MS Charting for .Net 3.5 must be installed using the MSI.
To get it to work in medium trust where you cannot install it, try using .Net 4.0 where it is part of the .Net Framework.
Whe I try to run my site locally I get this error:
Description: The application attempted to perform an operation not allowed by the security policy.
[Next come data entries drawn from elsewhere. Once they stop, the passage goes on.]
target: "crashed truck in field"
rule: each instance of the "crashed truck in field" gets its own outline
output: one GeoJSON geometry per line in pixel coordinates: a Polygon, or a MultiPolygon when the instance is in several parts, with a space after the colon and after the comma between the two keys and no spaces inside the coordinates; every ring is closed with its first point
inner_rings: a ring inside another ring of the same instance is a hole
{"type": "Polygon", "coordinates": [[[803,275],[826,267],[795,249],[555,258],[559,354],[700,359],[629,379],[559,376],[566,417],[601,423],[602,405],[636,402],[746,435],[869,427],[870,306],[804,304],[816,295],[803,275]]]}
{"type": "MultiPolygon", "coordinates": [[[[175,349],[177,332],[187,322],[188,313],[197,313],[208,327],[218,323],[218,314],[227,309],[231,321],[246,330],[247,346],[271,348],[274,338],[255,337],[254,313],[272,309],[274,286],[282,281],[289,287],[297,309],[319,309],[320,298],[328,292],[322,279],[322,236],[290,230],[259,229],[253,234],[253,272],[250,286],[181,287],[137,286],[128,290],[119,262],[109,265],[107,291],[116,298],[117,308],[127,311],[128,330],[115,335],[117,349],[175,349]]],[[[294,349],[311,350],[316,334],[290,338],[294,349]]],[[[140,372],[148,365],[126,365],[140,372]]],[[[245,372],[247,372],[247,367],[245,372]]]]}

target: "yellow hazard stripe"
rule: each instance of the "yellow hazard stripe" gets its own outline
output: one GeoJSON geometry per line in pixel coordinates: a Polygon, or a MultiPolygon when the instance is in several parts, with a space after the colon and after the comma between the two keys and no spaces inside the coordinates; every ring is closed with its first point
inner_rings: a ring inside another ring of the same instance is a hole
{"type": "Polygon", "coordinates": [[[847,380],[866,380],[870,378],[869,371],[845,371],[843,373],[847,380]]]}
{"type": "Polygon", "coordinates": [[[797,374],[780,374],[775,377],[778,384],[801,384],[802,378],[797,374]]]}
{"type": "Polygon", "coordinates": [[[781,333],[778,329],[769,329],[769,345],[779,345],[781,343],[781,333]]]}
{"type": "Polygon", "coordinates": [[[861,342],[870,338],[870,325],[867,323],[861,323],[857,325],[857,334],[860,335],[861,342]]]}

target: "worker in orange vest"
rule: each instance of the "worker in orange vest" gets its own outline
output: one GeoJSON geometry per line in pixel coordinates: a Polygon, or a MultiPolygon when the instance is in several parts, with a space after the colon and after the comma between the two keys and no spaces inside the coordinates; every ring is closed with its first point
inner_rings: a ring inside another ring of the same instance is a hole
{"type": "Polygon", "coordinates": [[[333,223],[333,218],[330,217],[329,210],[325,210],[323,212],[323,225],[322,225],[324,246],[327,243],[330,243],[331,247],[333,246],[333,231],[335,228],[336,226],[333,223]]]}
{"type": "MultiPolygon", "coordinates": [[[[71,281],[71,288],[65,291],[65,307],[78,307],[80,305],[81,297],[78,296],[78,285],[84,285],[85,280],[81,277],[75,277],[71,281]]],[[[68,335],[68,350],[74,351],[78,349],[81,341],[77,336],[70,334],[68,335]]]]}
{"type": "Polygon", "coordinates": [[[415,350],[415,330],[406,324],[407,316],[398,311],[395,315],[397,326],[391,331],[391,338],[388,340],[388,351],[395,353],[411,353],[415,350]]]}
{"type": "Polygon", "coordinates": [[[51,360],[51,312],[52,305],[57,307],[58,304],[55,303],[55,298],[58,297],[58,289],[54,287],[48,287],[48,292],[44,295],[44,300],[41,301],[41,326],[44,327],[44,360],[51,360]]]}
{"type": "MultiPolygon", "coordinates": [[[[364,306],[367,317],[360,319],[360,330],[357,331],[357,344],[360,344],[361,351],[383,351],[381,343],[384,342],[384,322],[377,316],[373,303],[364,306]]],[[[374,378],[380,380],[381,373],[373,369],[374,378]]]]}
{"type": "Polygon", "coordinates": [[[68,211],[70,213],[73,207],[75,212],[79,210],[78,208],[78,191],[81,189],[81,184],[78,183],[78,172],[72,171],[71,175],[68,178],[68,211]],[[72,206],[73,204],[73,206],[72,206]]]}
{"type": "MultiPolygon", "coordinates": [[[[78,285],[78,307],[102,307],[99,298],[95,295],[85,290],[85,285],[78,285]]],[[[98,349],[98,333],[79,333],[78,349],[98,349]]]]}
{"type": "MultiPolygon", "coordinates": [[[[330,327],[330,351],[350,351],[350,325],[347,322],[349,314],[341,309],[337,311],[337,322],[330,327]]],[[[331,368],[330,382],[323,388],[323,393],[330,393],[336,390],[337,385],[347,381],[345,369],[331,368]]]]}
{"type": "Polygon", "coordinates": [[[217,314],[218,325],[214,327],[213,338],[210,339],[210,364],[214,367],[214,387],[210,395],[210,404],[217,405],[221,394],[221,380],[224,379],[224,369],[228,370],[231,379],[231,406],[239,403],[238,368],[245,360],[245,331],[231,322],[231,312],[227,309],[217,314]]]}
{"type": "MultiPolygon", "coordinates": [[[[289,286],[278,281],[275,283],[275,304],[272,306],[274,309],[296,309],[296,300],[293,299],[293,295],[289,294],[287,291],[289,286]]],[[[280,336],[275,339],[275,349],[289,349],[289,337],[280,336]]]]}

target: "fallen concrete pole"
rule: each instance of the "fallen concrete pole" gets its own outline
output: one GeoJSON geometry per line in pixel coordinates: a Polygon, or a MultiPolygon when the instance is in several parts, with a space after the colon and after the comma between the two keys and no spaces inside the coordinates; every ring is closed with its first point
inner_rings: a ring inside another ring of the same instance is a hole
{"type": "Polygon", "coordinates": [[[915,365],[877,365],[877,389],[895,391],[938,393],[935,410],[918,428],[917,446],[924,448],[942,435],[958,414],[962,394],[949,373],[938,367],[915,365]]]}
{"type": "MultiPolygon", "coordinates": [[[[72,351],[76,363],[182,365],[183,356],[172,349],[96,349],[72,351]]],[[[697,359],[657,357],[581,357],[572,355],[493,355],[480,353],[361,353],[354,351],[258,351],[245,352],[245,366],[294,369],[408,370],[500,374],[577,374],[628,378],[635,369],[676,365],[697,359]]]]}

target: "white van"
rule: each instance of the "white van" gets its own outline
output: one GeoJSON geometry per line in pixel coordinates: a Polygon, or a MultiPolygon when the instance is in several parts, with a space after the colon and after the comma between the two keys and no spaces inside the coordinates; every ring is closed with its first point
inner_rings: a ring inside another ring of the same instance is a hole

To grant this application the required permission please contact your system administrator or change the application's trust level in the configuration file.
Exception Details: System.Security.SecurityException: Request for the permission of type 'System.Web.AspNetHostingPermission, System, Version=2.0.0.0, Culture=neutral, PublicKeyToken=b77a5c561934e089' failed.
Stacktrace:
[SecurityException: Request for the permission of type 'System.Web.AspNetHostingPermission, System, Version=2.0.0.0, Culture=neutral, PublicKeyToken=b77a5c561934e089' failed.]
System.Reflection.Assembly._GetType(String name, Boolean throwOnError, Boolean ignoreCase) +0
System.Web.UI.Util.GetTypeFromAssemblies(ICollection assemblies, String typeName, Boolean ignoreCase) +201
System.Web.Compilation.BuildManager.GetType(String typeName, Boolean throwOnError, Boolean ignoreCase) +302
System.Web.Configuration.ConfigUtil.GetType(String typeName, String propertyName, ConfigurationElement configElement, XmlNode node, Boolean checkAptcaBit, Boolean ignoreCase) +64
I'm not running across a UNC share or accessing any shared network resources. It's a .NET 3.5 site running on IIS7 on a windows 7 box.
I don't think I made any changes before this started happening, and since it has I've rebuilt the solution & restarted the computer.
Try the following. It has to do with Application Pool setting, "Load User Profile=True".